Fs2004 Captain Sim C-130 Pro ◆

Landing was where the flight model shined. The C-130’s four-bladed props act as massive airbrakes when you pull the throttles to flight idle. Chop power too early, and you’d drop like a brick. Keep power on too long, and you’d float halfway down a 5,000-foot runway. Learning to drag the C-130 in with power, then flare while simultaneously reducing torque to idle—that took hours of practice.

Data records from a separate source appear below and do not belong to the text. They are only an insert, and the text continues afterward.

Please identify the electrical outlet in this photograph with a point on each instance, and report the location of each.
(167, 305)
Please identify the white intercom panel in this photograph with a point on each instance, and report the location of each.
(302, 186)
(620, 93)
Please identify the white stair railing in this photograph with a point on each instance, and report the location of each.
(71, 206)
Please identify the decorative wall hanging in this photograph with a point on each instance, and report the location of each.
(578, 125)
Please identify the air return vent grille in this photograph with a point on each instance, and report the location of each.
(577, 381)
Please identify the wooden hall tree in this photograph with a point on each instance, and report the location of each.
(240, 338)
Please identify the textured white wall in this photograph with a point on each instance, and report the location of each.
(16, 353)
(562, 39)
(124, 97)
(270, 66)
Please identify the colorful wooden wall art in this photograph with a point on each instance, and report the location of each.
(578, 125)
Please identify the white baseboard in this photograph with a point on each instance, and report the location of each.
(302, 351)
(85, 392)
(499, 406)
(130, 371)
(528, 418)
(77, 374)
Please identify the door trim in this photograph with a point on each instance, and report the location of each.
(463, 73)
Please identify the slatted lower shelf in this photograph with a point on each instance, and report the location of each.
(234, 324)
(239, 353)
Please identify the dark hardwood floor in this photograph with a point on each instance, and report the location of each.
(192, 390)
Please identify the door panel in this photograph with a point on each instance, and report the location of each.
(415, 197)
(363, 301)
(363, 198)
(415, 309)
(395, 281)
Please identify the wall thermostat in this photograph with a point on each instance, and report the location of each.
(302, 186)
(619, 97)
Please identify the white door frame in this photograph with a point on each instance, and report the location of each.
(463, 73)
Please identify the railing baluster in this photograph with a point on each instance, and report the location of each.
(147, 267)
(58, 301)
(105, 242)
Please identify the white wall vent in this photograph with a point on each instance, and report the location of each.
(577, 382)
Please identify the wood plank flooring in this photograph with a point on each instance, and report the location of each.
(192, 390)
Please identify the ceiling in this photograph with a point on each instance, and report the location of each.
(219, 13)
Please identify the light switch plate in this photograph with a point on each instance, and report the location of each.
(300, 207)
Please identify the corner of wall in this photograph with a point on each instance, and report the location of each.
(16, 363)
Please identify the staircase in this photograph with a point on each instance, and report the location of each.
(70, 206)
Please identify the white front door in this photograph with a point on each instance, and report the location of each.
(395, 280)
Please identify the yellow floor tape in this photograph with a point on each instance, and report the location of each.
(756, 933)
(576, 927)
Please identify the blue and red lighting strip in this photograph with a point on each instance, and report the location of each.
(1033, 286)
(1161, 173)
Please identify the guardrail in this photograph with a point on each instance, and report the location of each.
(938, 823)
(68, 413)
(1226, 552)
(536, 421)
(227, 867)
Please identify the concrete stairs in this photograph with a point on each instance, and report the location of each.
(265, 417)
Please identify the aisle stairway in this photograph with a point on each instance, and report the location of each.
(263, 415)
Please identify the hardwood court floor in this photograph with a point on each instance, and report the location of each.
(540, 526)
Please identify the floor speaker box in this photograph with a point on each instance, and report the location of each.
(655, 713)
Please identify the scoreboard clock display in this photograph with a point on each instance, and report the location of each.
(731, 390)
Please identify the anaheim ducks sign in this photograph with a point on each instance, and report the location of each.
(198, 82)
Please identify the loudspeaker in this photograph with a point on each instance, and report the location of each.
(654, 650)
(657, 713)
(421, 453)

Instructions on how to use the .

Even years later, sites like AVSIM and Flightsim.com host hundreds of regional liveries, from the Blue Angels "Fat Albert" to RAF and Canadian schemes. FS2004 Captain Sim C-130 Pro

If you own a copy of Microsoft Flight Simulator 2004, purchasing or digging up the is a no-brainer. It is a masterclass in simulation design. While the textures are low resolution compared to modern standards, the feel of flying a heavy turboprop—the torque, the prop wash, the screaming T56 engines, and the challenge of a three-pilot cockpit managed by a single player—is unmatched. Landing was where the flight model shined

The C-130 is famous for "Assault Landings." With the Captain Sim model, you can execute a tactical descent (20-degree nose down, throttles idle). The reverse thrust (beta range) is incredibly effective. You can land a fully loaded C-130 on a 3,000-foot grass strip and stop before the trees. The braking model encourages the use of "Max Reverse" rather than just wheel brakes to avoid flat-spotting the tires. Keep power on too long, and you’d float

: A dedicated utility used to manage fuel, payload, and cockpit configurations before flight. Panel Switcher

The C-130 Pro modeled AC and DC buses, generator load sharing, and inverter failures. If you lost an engine in flight, you didn’t just lose thrust—you lost its associated generator. Suddenly you were shedding non-essential buses, hoping the remaining three could handle the load. The annunciator panel would light up like a Christmas tree, and you had to know which reset button to press without panicking.